We agree to move on to fucking, starting off with me lying on my back. He half-kneels, half-sits in between my legs, pumping his cock hard into my body. He zooms in on my breasts which bounce in response to the shock of each thrust. He then shifts the focus to my face. I have crazy half-slits for eyes, my hair is in knots, my mouth is contorted into a grimace of sorts, I grip hard into the side of the pillow, my fingers leaving compressions in the stuffing.

He then holds the camera behind his back to do a close-up of the actual entry. The curtain-lips of my pussy flank his cock and you can see them gleam as they vibrate energetically to accomodate him. His balls are tight against his body and make gratifying slaps against me as he thrusts.

Then I begin to cum and he shifts the lens back to observe the changes in my body as I hit my peak. I give it all I've got. The tightening of my stomach, the flush around my neck, the beads of sweat on my upper lip - these are things I do not or cannot see by myself but the camera doesn’t miss a thing.

We do a few more positions and then finally, tired of all the twisting and stretching to get a good shot, our inner narcissists call it a day. Or ahem, 'a wrap' for all you MTV-types.

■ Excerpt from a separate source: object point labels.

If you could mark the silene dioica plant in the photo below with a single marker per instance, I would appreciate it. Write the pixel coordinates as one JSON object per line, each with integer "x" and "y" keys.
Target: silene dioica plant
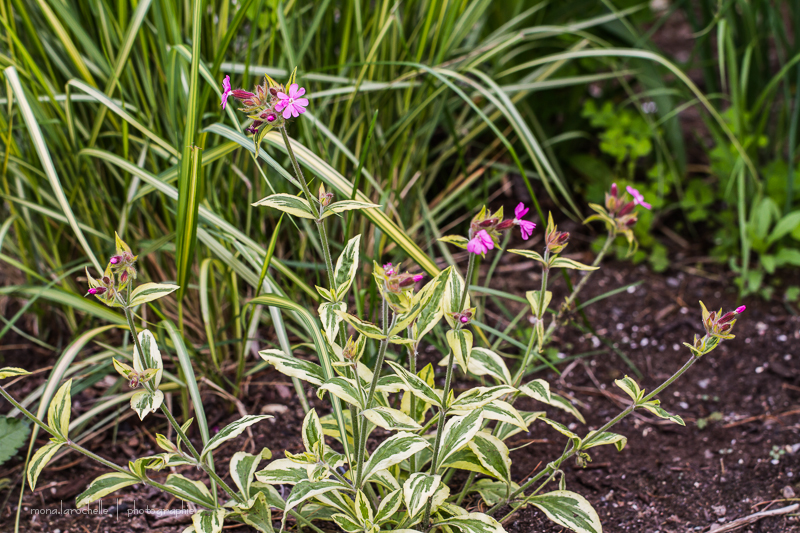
{"x": 403, "y": 483}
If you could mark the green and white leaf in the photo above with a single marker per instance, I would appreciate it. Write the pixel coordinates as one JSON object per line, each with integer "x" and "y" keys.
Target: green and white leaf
{"x": 391, "y": 419}
{"x": 151, "y": 359}
{"x": 458, "y": 431}
{"x": 243, "y": 468}
{"x": 417, "y": 490}
{"x": 12, "y": 372}
{"x": 392, "y": 451}
{"x": 105, "y": 485}
{"x": 346, "y": 205}
{"x": 144, "y": 402}
{"x": 147, "y": 292}
{"x": 40, "y": 460}
{"x": 483, "y": 362}
{"x": 288, "y": 203}
{"x": 208, "y": 521}
{"x": 416, "y": 385}
{"x": 630, "y": 387}
{"x": 190, "y": 490}
{"x": 294, "y": 367}
{"x": 231, "y": 431}
{"x": 60, "y": 410}
{"x": 493, "y": 455}
{"x": 460, "y": 342}
{"x": 654, "y": 406}
{"x": 569, "y": 510}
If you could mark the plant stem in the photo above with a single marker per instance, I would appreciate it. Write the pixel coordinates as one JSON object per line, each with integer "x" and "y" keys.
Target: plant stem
{"x": 569, "y": 453}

The best part to filming one's own porn movie is then being cuddled next to him post-shoot, watching the finished product. Like film critics, we point out the parts we like and the parts that maybe need a little editing or improvement. Its interesting to see what he likes about me and what I like about him. And overall, we agree we're pretty hot. Predictably this little exercise gets me throbbing wet all over again.

Can I help it if I turn myself on? (Don't answer that.) My fingers stray towards my pussy and I begin to have a fiddle. I notice his cock is hard as well.

Then we both spontaneously realise the added benefit of filming ourselves - it is remarkably gratifying (not to mention, economical - and if you're in Singapore, legal) to wank off to one’s own porn. And the actors fuck in the exact way you want them to do. Fancy that.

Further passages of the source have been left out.